A Great Place to Be From
Believing Ironside Lake, Minnesota, to be a great place to be from, Johanna Berglund has escaped the small town of her youth and her overprotective mother to the halls of the University of Minnesota and her beloved library. Eager to complete her studies as a linguist fluent in several languages, then move on to Oxford University, she wants never to return, except maybe for holidays.
Coerced into dropping her studies, she finally agrees to go home to Ironside Lake to serve as a civilian translator at the Ironside Lake Prisoner of War Camp. Her job is to censor the prisoners’ mail and to teach them English when they are not on work duty.
Scholarship Is Threatened
Coerced into dropping her language studies, she finally agrees to go home to Ironside Lake to serve as a civilian translator at the Ironside Lake Prisoner of War Camp. Her job is to censor the prisoners’ mail and to teach them English when they are not on work duty.
A Unique Way of Telling a Tale
The entire story is told through letters, both Johanna’s and various letters to the editor of the local paper, the Ironside Broadside. All of the letters are used to build a case to prove her to be a traitor who helps two prisoners escape. I never would have thought this method of telling a story would work, but in this case, it works perfectly.
You'd Never Guess This Is a Debut Novel
The story is beautifully written, and flows smoothly, even though it fluctuates between her letters and those of others. In fact, it does so in such smoothly flowing way, I never considered that it could be a debut novel.
Maybe Home is Not Such a Bad Place After All
In the end, Johanna reconsiders her impression of her very small home town. In fact, she re-evaluates almost everything.
What made The Grumpy Book Reviewer grumpy?

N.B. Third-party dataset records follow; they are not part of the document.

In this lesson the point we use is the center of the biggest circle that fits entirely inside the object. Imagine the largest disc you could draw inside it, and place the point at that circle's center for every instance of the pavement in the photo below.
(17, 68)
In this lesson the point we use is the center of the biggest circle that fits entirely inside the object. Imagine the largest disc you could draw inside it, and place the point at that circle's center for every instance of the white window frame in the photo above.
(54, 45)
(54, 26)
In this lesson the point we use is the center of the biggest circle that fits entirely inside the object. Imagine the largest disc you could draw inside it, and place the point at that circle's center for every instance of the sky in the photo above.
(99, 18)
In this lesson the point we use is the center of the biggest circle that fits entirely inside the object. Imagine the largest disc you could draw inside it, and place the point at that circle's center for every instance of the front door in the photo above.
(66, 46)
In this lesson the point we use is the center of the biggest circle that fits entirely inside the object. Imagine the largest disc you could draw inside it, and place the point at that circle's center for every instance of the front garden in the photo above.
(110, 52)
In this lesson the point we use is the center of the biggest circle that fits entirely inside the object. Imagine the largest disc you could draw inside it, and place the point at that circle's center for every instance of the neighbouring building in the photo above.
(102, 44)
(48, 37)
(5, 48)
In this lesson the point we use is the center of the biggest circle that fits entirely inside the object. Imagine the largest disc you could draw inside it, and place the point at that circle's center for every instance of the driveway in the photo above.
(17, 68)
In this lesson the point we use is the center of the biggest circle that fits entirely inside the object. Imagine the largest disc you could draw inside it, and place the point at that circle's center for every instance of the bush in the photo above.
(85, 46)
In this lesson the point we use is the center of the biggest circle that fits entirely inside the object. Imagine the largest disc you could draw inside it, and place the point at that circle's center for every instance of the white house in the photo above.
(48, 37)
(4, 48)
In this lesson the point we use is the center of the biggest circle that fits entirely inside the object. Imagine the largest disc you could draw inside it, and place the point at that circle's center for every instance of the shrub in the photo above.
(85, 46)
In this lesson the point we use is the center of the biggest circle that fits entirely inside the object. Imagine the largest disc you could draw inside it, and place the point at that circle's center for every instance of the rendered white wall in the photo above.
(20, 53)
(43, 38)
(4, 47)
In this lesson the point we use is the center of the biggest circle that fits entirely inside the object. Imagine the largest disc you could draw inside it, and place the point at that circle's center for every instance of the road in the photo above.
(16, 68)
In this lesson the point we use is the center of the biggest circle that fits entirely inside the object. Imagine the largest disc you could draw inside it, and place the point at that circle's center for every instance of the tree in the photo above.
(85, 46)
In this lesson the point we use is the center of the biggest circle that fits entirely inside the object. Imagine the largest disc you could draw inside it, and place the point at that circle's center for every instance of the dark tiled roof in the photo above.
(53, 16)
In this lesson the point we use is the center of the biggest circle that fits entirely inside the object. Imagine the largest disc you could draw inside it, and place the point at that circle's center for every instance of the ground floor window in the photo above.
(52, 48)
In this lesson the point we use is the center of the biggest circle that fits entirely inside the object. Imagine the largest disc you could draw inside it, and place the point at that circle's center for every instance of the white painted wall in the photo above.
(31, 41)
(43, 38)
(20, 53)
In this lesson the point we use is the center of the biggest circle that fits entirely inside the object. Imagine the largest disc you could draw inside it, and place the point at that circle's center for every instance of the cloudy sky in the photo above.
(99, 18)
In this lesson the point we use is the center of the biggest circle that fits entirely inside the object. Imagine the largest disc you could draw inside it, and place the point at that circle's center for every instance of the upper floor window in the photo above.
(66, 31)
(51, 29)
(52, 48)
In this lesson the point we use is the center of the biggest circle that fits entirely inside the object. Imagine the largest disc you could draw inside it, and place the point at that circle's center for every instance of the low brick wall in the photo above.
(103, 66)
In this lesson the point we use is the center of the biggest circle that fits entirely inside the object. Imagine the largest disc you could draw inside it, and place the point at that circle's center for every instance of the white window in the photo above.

- Missing capitalization: psalms vs. Psalms;
- incorrect verb usage: bringing vs. taking, showed vs. shown, coming vs. going, and bring vs. take;
- a lot of missing commas.
© 2021 Maria Logan Montgomery
Your Comments Are Always Welcome
Maria Logan Montgomery (author) from Coastal Alabama, UsA on August 07, 2021:
Hi John, thanks so much for reading my review. I believe you would enjoy the book. Thanks, also for your comment.
John Hansen from Gondwana Land on August 07, 2021:
You review certainly makes me want to read this book by a first-time author, Amy Lynn Green. Thank you for sharing your review of this book, Maria.